監理責任

未完成のまま、入居になって
名前:みかんさん(2003/8/28)
数日前に入居しましたが、工事が遅れて前日も戦場状態。鍵だけはもらったものの、その後も工事は続き、朝までやっていたもよう。完成チェックどころではありません。引っ越しても、当然、壁は乾いておらず、珪藻土は完全に固まらないため、ぼろぼろに。全部やり直してもらうことになりましたが、入居後2週間も、職人が出入りするという状態を余儀なくされます。引越しでくたくたなのに、うちの中に常に他人がうろうろしている状態というのは、想像を絶するストレスです。引越し延期の相談もなく、「なんとか間にあわせます」と言ってたけど、こんなことになるのはわかっていたはず。設計士にも監理の責任があると思うのですが。
 金銭的補償の交渉をしようと思います。どのようにしたらいいでしょう。事例があれば、教えて下さい。
契約書に記載があるはずですが…
名前:上田 勝さん(2003/8/31)
みかんさん、こんにちは。

>金銭的補償の交渉をしようと思います。どのように
>したらいいでしょう。事例があれば、教えて下さい。 

通常は請負契約書の中に、完成引渡し期日が記載され、それを過ぎた場合、履行遅滞違約金の条項が設定してあるはずです。
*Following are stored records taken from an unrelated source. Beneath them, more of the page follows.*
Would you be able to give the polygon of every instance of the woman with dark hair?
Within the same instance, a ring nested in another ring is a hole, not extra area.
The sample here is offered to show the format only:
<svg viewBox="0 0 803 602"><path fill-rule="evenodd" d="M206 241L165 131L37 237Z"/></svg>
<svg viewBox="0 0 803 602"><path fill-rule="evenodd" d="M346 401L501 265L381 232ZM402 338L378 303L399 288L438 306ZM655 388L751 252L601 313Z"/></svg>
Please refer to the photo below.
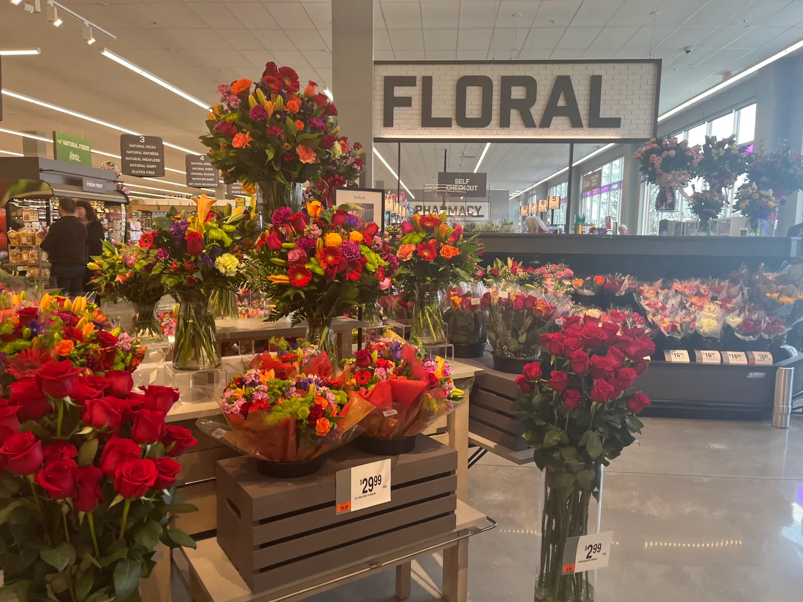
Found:
<svg viewBox="0 0 803 602"><path fill-rule="evenodd" d="M103 242L106 238L103 230L103 224L98 220L98 216L92 208L92 203L83 199L75 201L75 217L87 227L87 261L92 261L95 255L103 254ZM88 288L89 279L92 271L87 268L84 276L84 287Z"/></svg>

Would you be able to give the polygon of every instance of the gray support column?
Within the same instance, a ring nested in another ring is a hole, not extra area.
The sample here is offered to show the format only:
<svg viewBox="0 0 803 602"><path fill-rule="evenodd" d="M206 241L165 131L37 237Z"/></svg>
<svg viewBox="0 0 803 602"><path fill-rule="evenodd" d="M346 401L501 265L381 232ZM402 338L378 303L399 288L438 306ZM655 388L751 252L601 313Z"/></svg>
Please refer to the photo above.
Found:
<svg viewBox="0 0 803 602"><path fill-rule="evenodd" d="M340 134L365 152L373 185L373 0L332 0L332 93Z"/></svg>

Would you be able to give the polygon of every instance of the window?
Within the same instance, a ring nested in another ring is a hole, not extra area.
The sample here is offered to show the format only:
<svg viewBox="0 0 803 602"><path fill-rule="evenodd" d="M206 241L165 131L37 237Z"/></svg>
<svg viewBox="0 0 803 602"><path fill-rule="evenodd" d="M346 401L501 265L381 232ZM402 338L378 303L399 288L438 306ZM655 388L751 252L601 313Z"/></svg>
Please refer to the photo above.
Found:
<svg viewBox="0 0 803 602"><path fill-rule="evenodd" d="M596 168L583 173L583 177L601 169L602 178L600 187L593 190L581 190L582 213L585 223L604 226L605 218L610 216L612 222L619 221L619 209L622 205L622 174L625 166L625 157L620 157L601 168Z"/></svg>
<svg viewBox="0 0 803 602"><path fill-rule="evenodd" d="M746 144L752 142L756 136L756 104L749 104L747 107L732 111L729 113L720 116L716 119L706 121L703 124L695 125L683 132L674 134L678 140L687 140L690 146L703 144L705 143L706 136L715 136L719 140L728 138L733 134L736 135L736 144ZM736 181L734 188L739 188L743 183L744 177ZM694 191L692 188L699 190L703 185L702 178L695 178L689 182L684 192L691 194ZM662 219L694 219L696 216L689 209L688 202L683 197L679 199L679 207L678 211L661 212L655 210L655 197L658 196L658 186L648 182L642 182L642 202L645 203L646 211L644 212L644 222L642 226L642 234L657 234L658 222ZM728 217L731 214L731 205L733 201L733 190L728 193L728 202L725 209L722 212L722 217Z"/></svg>

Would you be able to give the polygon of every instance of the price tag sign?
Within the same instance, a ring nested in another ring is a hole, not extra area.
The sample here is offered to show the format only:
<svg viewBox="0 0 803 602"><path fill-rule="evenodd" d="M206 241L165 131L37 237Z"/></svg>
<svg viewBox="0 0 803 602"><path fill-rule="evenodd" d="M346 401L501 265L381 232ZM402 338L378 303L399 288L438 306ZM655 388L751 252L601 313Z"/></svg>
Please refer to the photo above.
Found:
<svg viewBox="0 0 803 602"><path fill-rule="evenodd" d="M663 352L664 359L672 364L688 364L689 352L686 349L670 349Z"/></svg>
<svg viewBox="0 0 803 602"><path fill-rule="evenodd" d="M610 561L610 543L613 531L593 533L566 540L563 554L563 574L580 573L605 568Z"/></svg>
<svg viewBox="0 0 803 602"><path fill-rule="evenodd" d="M717 351L703 349L695 352L695 360L699 364L722 364L722 354Z"/></svg>
<svg viewBox="0 0 803 602"><path fill-rule="evenodd" d="M390 458L338 470L335 487L338 515L389 502Z"/></svg>
<svg viewBox="0 0 803 602"><path fill-rule="evenodd" d="M772 354L769 352L748 352L748 363L758 366L771 366Z"/></svg>
<svg viewBox="0 0 803 602"><path fill-rule="evenodd" d="M725 364L746 366L748 364L748 356L744 352L725 352L725 355L722 357L722 361Z"/></svg>

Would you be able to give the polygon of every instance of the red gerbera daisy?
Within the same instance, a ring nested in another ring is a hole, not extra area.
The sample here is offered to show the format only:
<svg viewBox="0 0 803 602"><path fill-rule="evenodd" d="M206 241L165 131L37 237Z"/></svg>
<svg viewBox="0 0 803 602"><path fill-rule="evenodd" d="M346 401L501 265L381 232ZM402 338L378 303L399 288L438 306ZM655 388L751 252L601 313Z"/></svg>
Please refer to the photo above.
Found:
<svg viewBox="0 0 803 602"><path fill-rule="evenodd" d="M301 288L309 284L309 281L312 279L312 272L301 264L296 264L287 270L287 277L291 284Z"/></svg>
<svg viewBox="0 0 803 602"><path fill-rule="evenodd" d="M34 372L43 364L53 361L53 358L40 349L23 349L6 360L6 372L18 380L34 376Z"/></svg>
<svg viewBox="0 0 803 602"><path fill-rule="evenodd" d="M424 261L434 261L435 258L438 257L438 250L434 242L422 242L416 247L416 250Z"/></svg>

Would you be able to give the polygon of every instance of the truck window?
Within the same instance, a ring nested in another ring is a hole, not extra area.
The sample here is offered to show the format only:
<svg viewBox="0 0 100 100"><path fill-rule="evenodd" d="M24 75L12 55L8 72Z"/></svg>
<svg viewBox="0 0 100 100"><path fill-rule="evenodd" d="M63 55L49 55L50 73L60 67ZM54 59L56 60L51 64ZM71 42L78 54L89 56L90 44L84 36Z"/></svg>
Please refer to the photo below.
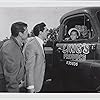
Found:
<svg viewBox="0 0 100 100"><path fill-rule="evenodd" d="M90 39L93 36L94 31L86 15L71 17L64 22L63 41Z"/></svg>

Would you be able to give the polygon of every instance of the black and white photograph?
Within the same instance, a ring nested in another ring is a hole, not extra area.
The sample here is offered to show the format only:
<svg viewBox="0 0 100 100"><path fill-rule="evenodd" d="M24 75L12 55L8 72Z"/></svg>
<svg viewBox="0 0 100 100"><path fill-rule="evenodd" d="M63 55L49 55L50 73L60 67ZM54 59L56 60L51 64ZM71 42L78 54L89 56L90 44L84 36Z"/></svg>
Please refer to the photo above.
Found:
<svg viewBox="0 0 100 100"><path fill-rule="evenodd" d="M100 94L100 2L0 2L0 94Z"/></svg>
それをご確認の上、契約書規定通りに請求するということになりますね。

それ以外に例えば仮住まい費用の延長分など、遅延によって被った被害を金銭換算可能であれば請求はできますが、入居中の工事によって被った精神的苦痛という理由で賠償を請求できるかと言うと、それは裁判に訴える方法しかないと思います。

みかんさんにも入居を急ぐ事情がおありだったのかもしれませんが、遅延したとはいえ引渡し前に入居している以上、入居中に工事が行われたとしても、それは仕方のないことであるように思います。業者としては遅延は遅延として、必要な工事はしなくてはなりませんからね。住宅は工業製品とは違いますから、天候不順等で予定された工事が遅れるなどして引渡しに間に合わない場合も時としてあります。
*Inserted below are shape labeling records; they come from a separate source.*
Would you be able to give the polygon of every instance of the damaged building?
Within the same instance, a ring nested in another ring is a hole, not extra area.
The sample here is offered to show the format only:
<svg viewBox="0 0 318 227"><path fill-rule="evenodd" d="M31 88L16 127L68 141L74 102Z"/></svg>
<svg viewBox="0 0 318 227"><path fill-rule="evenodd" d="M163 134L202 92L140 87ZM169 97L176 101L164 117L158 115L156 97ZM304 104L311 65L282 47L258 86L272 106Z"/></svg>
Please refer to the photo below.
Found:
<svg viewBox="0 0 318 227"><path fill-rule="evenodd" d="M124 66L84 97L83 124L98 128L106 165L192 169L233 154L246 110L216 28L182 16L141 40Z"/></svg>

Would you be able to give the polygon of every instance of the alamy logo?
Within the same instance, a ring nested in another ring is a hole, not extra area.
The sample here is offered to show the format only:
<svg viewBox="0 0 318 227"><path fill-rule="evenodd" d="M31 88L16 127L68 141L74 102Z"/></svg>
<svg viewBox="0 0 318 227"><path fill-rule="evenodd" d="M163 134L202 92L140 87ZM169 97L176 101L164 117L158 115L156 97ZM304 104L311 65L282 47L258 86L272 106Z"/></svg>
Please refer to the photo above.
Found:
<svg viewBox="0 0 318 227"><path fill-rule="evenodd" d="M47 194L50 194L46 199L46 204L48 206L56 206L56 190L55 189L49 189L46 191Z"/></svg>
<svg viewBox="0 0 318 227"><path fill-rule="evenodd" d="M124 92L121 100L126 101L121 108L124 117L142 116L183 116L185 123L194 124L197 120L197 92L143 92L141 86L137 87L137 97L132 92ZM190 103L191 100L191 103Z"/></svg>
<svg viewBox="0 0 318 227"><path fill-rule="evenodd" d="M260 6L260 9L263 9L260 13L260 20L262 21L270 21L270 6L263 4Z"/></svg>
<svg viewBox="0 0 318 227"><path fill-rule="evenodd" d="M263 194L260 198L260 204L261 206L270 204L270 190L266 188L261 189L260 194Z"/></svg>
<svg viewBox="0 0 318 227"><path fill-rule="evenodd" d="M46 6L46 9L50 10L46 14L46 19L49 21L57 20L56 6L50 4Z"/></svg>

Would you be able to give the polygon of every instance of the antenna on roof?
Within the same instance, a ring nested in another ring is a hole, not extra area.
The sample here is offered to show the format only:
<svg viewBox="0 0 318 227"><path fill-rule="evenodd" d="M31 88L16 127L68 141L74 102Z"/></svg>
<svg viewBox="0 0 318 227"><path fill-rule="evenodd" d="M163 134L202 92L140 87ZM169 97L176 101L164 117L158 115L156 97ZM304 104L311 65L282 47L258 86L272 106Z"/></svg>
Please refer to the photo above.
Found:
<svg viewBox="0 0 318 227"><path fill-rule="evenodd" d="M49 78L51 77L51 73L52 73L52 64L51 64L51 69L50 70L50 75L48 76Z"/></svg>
住宅は完成したらおしまい、というわけでは当然なく、施工業者とは末永く付き合っていかなくてはならないわけで、履行遅延以外に業者に過失や重大なミスがないならば、誠意を尽した話し合いで解決する方がお互いにとってよいことでしょう。

例えば賠償や違約金請求という形はとらずに、値引きという形をとるなどによって、穏やかな決着をはかることをまず検討なさってください。契約書に履行遅滞の場合の請求額が規定されているのならば、その額を限度とした値引き額を提示してみるなども方法でしょう。紛争処理や裁判に移るのは関係修復が困難となった最後の手段ですから、まずは冷静な話し合いの機会を持つことです。